Derdini , düşünceni anlatmakta da konuşmak daha iyi. Çünkü öyle uzun oluyor ki bazen anlatman gereken şey, hem kafanda o cümleleri kurup belli bir düzene oturtup aynı zamanda o derdini anlatman iki iş oluyor. Ama konuşurken zaten beyin otomatik olarak düzenlediği için cümleleri onu düşünmeden direkt konuya yoğunlaşabiliyorsun.
Çok dışa dönük bir insan değilseniz, yazmaktır elbet.
Konuşurken insan hata olarak görülecek bir şey yapmaktan çekinir, yazarken yazdığınızı başkaları görecek olsun ya da olmasın, kendinizle başbaşa ve rahatsınızdır. Karışanınız yoktur.

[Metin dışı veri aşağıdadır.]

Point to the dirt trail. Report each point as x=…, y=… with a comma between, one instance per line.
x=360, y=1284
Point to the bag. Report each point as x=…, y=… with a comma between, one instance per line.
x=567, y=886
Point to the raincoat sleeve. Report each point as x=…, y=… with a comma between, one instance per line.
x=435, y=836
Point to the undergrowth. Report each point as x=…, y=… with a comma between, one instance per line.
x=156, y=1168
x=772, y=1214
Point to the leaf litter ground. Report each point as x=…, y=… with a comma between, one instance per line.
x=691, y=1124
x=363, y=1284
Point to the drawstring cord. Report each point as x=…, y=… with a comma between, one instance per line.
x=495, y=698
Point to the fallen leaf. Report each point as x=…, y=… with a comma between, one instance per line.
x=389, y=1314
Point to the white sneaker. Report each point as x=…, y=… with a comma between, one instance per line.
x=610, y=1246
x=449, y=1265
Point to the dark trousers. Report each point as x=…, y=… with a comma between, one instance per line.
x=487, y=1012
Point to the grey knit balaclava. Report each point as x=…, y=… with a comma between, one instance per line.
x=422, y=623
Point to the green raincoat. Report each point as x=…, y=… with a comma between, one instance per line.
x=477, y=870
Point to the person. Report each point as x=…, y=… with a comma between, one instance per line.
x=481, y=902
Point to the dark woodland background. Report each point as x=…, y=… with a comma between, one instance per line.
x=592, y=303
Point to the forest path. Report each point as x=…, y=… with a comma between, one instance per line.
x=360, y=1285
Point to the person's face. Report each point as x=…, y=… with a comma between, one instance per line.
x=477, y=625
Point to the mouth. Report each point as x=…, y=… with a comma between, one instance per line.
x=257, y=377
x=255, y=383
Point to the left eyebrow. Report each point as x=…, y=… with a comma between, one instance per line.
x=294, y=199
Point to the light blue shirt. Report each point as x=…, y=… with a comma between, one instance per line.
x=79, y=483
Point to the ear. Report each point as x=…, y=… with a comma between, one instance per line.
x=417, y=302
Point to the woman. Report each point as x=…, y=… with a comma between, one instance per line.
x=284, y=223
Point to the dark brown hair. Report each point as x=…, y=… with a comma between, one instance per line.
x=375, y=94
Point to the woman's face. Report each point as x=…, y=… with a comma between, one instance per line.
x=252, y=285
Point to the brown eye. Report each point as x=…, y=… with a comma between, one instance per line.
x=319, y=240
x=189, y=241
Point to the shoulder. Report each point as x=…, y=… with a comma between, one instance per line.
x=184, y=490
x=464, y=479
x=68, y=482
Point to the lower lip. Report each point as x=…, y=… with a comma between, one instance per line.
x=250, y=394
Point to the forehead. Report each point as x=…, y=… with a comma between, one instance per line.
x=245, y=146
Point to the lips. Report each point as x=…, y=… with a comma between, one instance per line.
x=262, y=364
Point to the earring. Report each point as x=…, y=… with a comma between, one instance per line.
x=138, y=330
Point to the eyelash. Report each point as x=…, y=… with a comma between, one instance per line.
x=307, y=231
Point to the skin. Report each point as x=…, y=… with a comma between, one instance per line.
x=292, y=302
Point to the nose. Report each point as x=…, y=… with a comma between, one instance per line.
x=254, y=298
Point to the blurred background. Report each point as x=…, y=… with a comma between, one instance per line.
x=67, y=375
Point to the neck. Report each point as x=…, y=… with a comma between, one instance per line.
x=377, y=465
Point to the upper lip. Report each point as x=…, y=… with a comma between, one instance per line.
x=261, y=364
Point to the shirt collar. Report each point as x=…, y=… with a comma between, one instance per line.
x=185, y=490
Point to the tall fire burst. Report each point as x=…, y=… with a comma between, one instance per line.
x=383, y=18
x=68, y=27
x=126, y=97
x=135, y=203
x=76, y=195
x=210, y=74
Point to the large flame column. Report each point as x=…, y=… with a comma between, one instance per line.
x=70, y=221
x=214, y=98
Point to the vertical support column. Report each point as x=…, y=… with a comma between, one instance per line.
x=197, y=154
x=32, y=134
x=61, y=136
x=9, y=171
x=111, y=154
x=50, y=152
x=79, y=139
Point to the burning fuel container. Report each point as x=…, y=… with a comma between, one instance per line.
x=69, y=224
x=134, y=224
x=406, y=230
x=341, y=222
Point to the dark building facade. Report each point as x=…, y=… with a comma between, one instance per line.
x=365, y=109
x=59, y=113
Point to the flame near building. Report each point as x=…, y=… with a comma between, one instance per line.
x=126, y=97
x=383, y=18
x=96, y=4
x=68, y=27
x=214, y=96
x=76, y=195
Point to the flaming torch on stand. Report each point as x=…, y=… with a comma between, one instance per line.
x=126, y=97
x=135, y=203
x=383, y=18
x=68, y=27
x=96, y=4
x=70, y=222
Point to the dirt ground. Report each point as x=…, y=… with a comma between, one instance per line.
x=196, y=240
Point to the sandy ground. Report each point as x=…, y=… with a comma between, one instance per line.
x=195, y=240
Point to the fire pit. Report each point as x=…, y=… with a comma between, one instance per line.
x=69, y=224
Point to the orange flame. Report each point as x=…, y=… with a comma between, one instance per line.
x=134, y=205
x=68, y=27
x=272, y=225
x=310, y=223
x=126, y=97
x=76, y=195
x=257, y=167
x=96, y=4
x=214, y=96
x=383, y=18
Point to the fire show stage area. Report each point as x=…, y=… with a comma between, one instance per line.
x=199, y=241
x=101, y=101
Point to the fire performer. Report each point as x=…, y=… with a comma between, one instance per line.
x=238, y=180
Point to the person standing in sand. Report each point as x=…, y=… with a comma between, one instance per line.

Sadece bu ikisi varsa eğer yazmak derim.
Ama bir yerden sonra bu ifade yolları da yeterli gelmiyor gibi hissettim Enstruman çalmayı öğrendim. Artık onun da yetmediğini düşünüyorum.
Yetmiyor kendimi ifade etmeye ne kelimelerim ne sözlerim ne de müziğim, yetmiyor.

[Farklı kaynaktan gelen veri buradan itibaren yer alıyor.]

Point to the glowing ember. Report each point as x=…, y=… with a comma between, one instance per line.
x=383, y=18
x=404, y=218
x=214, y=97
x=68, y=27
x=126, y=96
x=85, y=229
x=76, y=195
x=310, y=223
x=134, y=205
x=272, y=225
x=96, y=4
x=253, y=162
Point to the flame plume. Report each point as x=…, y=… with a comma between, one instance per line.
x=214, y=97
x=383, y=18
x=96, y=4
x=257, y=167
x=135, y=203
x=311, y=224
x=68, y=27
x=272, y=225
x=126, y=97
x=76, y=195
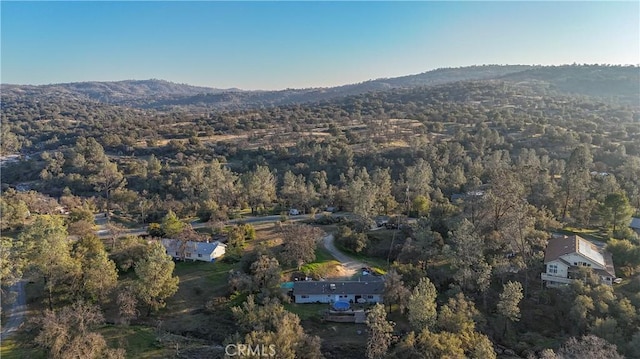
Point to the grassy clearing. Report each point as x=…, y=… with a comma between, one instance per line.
x=17, y=349
x=377, y=264
x=199, y=282
x=306, y=311
x=324, y=266
x=590, y=234
x=139, y=342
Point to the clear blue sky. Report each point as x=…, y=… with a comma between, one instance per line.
x=275, y=45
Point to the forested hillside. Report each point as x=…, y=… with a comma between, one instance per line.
x=476, y=176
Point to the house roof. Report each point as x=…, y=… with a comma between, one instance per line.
x=203, y=248
x=560, y=246
x=357, y=288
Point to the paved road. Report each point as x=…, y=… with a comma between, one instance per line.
x=103, y=232
x=15, y=313
x=350, y=265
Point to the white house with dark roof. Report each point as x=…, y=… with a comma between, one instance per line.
x=331, y=292
x=195, y=251
x=565, y=254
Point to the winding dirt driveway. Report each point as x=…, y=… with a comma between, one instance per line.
x=15, y=313
x=350, y=265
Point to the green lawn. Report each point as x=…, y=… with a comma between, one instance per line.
x=307, y=310
x=199, y=283
x=139, y=342
x=590, y=234
x=378, y=264
x=323, y=266
x=18, y=349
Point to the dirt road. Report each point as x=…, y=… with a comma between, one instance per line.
x=15, y=313
x=351, y=266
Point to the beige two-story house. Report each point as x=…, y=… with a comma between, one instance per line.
x=565, y=254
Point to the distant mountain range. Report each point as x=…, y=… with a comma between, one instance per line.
x=617, y=83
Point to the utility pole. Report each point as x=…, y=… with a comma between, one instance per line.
x=398, y=224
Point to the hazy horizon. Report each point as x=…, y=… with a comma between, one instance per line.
x=274, y=46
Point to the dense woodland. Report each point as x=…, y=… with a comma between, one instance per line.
x=477, y=175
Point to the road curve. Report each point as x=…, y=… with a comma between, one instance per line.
x=350, y=265
x=15, y=313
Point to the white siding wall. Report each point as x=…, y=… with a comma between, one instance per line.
x=329, y=298
x=576, y=258
x=562, y=269
x=218, y=252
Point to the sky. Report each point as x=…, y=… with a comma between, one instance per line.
x=277, y=45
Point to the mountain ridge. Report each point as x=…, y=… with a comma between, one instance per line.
x=615, y=82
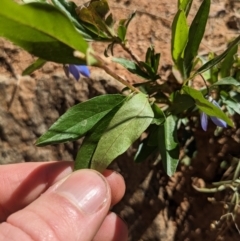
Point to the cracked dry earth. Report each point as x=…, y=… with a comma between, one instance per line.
x=155, y=206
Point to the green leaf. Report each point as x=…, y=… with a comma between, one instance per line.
x=153, y=135
x=196, y=33
x=179, y=37
x=168, y=145
x=33, y=27
x=127, y=125
x=159, y=116
x=219, y=58
x=130, y=66
x=79, y=119
x=28, y=1
x=227, y=81
x=185, y=5
x=227, y=63
x=94, y=13
x=144, y=151
x=231, y=103
x=69, y=9
x=86, y=151
x=205, y=105
x=122, y=30
x=181, y=102
x=34, y=66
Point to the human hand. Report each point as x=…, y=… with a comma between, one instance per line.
x=46, y=201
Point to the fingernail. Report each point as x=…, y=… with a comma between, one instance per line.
x=87, y=189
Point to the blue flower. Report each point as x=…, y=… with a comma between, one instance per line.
x=215, y=120
x=77, y=70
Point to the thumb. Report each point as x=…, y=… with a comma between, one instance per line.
x=72, y=209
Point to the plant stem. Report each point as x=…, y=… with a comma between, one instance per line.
x=113, y=74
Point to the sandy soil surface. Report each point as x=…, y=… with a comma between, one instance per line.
x=155, y=206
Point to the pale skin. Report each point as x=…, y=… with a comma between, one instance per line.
x=47, y=201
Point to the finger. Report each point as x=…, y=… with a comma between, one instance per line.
x=73, y=209
x=22, y=183
x=112, y=229
x=117, y=185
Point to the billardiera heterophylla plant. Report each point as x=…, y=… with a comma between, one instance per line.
x=111, y=123
x=215, y=120
x=78, y=70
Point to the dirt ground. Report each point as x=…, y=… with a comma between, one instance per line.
x=155, y=207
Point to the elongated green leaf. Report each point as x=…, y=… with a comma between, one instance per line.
x=227, y=63
x=185, y=5
x=86, y=151
x=168, y=145
x=144, y=151
x=34, y=66
x=179, y=37
x=219, y=58
x=42, y=30
x=69, y=9
x=206, y=106
x=196, y=33
x=122, y=30
x=79, y=119
x=159, y=116
x=127, y=125
x=181, y=103
x=130, y=66
x=227, y=81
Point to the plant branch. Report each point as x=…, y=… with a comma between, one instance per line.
x=113, y=74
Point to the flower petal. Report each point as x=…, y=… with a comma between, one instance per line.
x=204, y=121
x=216, y=104
x=218, y=122
x=74, y=71
x=84, y=70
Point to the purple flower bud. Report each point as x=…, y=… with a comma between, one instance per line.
x=77, y=70
x=215, y=120
x=204, y=121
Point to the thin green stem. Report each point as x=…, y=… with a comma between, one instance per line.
x=101, y=65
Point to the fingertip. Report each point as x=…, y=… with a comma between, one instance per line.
x=117, y=185
x=112, y=229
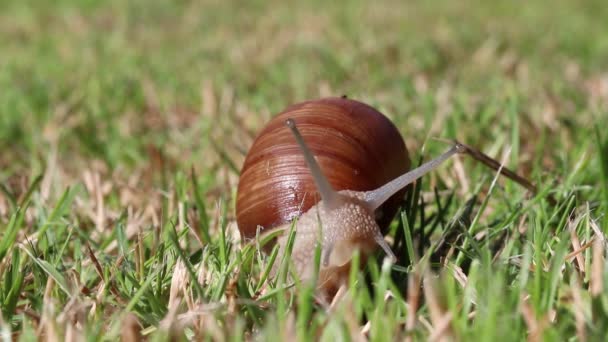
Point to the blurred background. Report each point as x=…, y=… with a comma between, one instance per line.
x=119, y=88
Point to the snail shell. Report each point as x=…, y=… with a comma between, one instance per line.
x=356, y=146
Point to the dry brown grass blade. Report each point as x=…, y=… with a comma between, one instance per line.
x=596, y=283
x=498, y=167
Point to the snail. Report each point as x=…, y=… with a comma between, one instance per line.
x=337, y=165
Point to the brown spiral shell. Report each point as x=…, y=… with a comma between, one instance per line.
x=356, y=146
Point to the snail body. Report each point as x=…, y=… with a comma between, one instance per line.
x=286, y=171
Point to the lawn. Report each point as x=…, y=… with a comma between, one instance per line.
x=124, y=125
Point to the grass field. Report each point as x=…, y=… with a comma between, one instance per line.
x=124, y=124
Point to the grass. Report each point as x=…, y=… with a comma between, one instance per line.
x=123, y=126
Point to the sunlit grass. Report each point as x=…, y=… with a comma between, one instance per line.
x=123, y=126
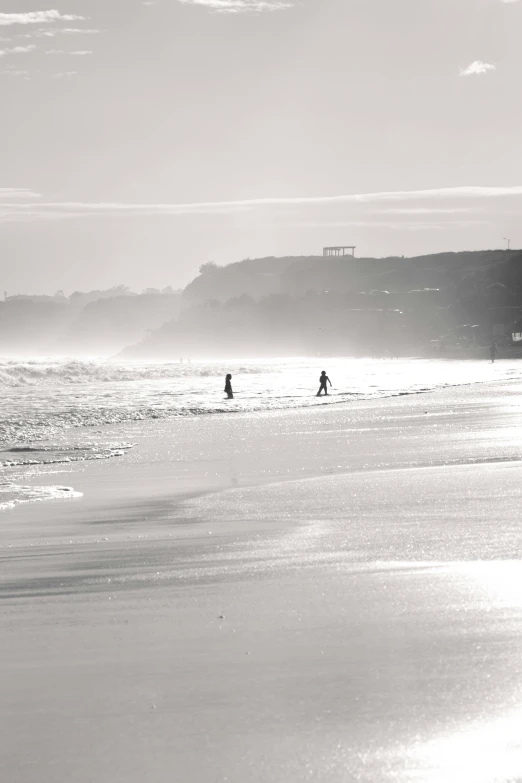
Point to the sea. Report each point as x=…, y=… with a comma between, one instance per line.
x=59, y=411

hangisiyle kendini daha iyi ifade ettiğini kalben ve zihnen düşünüyorsan o'dur bence. hem böyle düşünürsen karşındakinin seni anlamaması ihtimali daha azalır. yine de konuşmak daha net ifadedir. çoğu konuda olduğu gibi burada da tırnak içinde çok olan durum zarardır. çok konuşan pek sevilmez zaten de, çok yazmakta da anlaşılamayan durumlar olabilir. konuşmak ve yazmak düşüncelerine, özgürlüğüne, sağlığına, aklına, fikrine, tutumuma sahip olduğumuzu idrak ettiğimizde ikisinin de ne denli önemli olduğunu anlıyoruz bir şekilde.

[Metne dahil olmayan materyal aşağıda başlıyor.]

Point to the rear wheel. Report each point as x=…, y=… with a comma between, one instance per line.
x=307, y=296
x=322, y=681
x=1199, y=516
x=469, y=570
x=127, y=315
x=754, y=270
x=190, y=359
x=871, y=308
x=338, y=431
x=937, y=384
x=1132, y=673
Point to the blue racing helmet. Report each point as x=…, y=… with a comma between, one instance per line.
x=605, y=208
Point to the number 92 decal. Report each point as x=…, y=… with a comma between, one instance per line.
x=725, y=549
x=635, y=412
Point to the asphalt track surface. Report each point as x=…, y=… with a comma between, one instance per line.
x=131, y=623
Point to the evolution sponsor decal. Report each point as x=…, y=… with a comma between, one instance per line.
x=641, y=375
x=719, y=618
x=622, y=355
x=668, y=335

düşünmek... düşünmeden konuşup, düşünmeden yazmak, bilemiyorum da, düşününce düşünmedense acizlik. Evde hiç konuşmayıp hiç yazmayan 4 aylık bir tavşanım var. Bakıyorum bazen, sadece düşünüyor... nasıl da mutlu, nasıl da kıskanıyorum bazen öpücem...
konuşmak anlaşıldığın ve anladığın zaman harika bir olay. hatta zamanı bile durdurabilir bazı sohbetler. konuşmayı güzelleştiren şey eylemin başkalarıyla gerçekleştirilmesi. gerçi ben kendi kendime de konuşuyorum ama konu bu değil*
yazmaksa kişileri bağlamadığından genellikle kelimelere ve kendine karşı en dürüst olduğun zamanda gerçekleştirilir. o yüzden hangisinin daha iyi geleceği zamana, mekana ve hissiyata göre değişir.
Konuşmada doğaçlama ağır bastığı için verilmek istenen mesaj her zaman sağlıklı olmayabilir. Burda söylenen kelimelerden ziyade beden dili oldukça önemlidir.
işin yazma kısmına gelirsek burada muhabbetin kurgusu ön plana çıkar. eğer yazışmalardaki muhabbet kurgunuz iyi olursa karşı cinsi çemberinizde tutmanız kolaylaşır.
mühim olan kafanızdaki senaryoya karşı cinsi dahil etmektir.